Tuesday, July 19, 2011

Did Neanderthals Bury Their Dead?


Image © Emmanuel Roudier, 2008
Sandgathe et al. take up this question in an article in early view in the Journal of Human Evolution entitled "The Roc de Marsal Neandertal child: A reassessment of its status as a deliberate burial".  The child from Roc de Marsal has been considered by many to be a deliberate burial.

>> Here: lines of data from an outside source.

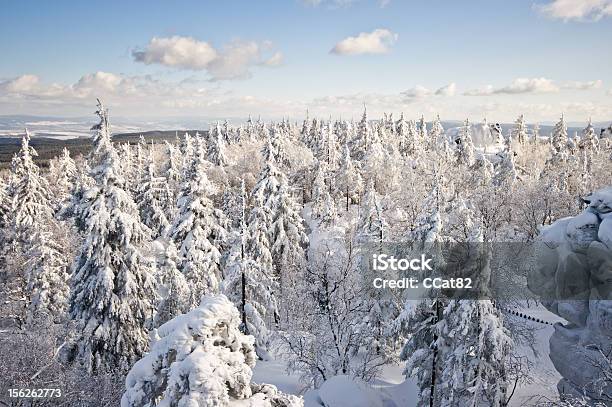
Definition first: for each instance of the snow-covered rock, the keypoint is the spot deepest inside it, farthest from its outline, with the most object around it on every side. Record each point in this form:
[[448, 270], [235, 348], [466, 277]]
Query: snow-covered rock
[[574, 277]]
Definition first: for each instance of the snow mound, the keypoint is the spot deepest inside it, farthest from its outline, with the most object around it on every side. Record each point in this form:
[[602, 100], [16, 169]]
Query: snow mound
[[199, 359], [344, 391]]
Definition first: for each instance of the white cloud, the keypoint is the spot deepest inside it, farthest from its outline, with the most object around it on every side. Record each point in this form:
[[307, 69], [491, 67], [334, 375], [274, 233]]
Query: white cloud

Sangathe and colleagues question the child's status as a burial on several grounds: the position of the body (on its stomach with partially flexed legs), the lack of distinctive burial objects (grave goods), among others.  They even argue that the hole the child was buried in was a natural depression, not a (cave)man-made grave pit.  I find their arguments fairly convincing....which makes me think critically about how quickly we are willing to attribute modern-human like behaviors to ancient human ancestors.

1 comment:

  1. We talked 'bout this with Emily back in Carsac and I remember thinking about Neanderthal's cultural tradition of coming with unusual burial disposals. "Let's put it that way, it looks pretty comfortable." "Really?" The drawing is perfectly painting this.

    For me, the most passionate thing about this site, especially after Harold Dibble's talk at ASU a few months ago, is the use/non-use of fire and the possibility of a natural fire, a giant wild fire caused by the, back then and still today, spooky crazy thunder storms in south-west France.